Are we distorting the importance of items as they take on a life of their own? Is this “telephone” gone haywire, or yet one more aspect of a growing societal narcissism – narcissistic news?
Should reflections on reflections of others’ opinions – and again, I’m doing it here – also serve as a cautionary tale? Should we revisit the amount of time we pick at concepts already addressed along with the ways in which we consume information?
How Would You Like Your News and Opinion Served Today?
Ms. Wortham’s article was largely focused on entertainment, included elements of the visual (Instagram, Vine), and our perceptions of time. Is the very fact that I’ve taken her discussion in another direction a sign that a certain interpretation of the “replay web” isn’t necessarily bad?
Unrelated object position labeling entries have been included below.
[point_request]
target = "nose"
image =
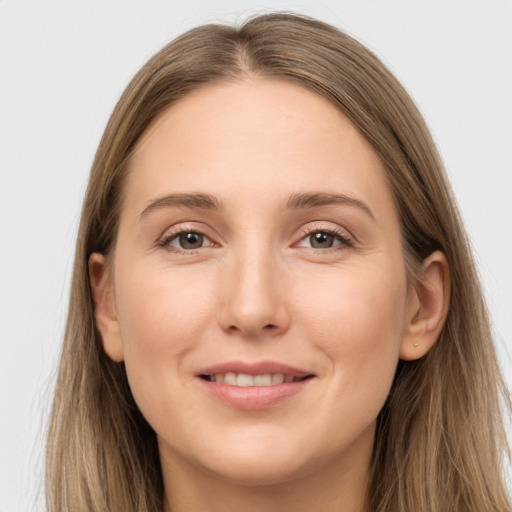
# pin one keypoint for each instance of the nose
(254, 295)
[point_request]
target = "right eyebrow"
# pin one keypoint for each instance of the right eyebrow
(192, 200)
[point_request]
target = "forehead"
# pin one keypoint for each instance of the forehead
(270, 138)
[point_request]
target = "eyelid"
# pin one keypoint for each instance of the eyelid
(173, 232)
(343, 235)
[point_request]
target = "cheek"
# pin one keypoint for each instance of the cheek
(359, 326)
(163, 316)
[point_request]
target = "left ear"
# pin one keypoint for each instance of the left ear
(427, 308)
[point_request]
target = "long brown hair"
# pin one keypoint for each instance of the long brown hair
(440, 438)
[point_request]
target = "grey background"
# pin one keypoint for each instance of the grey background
(64, 64)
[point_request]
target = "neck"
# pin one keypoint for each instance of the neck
(339, 485)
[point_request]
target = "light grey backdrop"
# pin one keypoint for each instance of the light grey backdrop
(64, 64)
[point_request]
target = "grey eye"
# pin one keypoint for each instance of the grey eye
(188, 240)
(321, 240)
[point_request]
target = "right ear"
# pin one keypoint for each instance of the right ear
(104, 307)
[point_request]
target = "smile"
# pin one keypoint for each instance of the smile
(253, 386)
(246, 380)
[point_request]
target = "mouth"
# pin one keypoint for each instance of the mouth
(254, 385)
(246, 380)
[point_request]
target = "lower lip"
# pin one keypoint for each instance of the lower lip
(254, 397)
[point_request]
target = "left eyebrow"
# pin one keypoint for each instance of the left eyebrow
(194, 200)
(316, 199)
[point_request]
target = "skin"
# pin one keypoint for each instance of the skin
(257, 290)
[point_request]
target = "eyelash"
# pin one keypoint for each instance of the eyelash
(346, 240)
(341, 236)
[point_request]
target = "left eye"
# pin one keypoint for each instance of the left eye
(188, 240)
(322, 240)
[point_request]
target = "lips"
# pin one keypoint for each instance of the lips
(253, 385)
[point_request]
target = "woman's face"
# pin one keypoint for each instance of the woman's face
(259, 285)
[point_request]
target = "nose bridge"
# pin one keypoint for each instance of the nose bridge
(255, 303)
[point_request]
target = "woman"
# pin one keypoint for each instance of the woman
(274, 306)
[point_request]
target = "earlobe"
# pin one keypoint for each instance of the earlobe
(428, 303)
(104, 307)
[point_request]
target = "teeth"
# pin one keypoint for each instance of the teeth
(263, 380)
(277, 378)
(245, 380)
(229, 378)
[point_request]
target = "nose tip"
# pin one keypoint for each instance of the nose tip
(254, 304)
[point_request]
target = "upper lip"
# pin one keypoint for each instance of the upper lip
(256, 368)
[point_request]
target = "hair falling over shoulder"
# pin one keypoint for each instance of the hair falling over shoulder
(440, 443)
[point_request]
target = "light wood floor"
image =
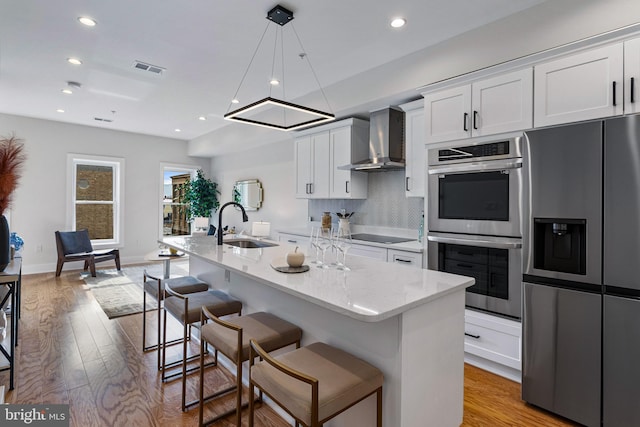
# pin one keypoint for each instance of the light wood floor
(70, 352)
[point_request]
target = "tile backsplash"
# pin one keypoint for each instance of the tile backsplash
(386, 204)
Isn’t it convenient in some ways, and amusing in others?
Whether it comes to hard news, soft news, entertainment, or social commentary – would you like it served up on a silver platter, packaged in a recyclable carton to go, or available in multiple forms and formats so you can decide depending on time and context?
Shouldn’t we want our “hard news” delivered in a more comprehensive fashion, and not served up to us in bits and bytes? Or perhaps more specifically – two versions of the news – summary and in-depth?
But if we have both, are we already conditioned to choose the lazier (bite-sized) route?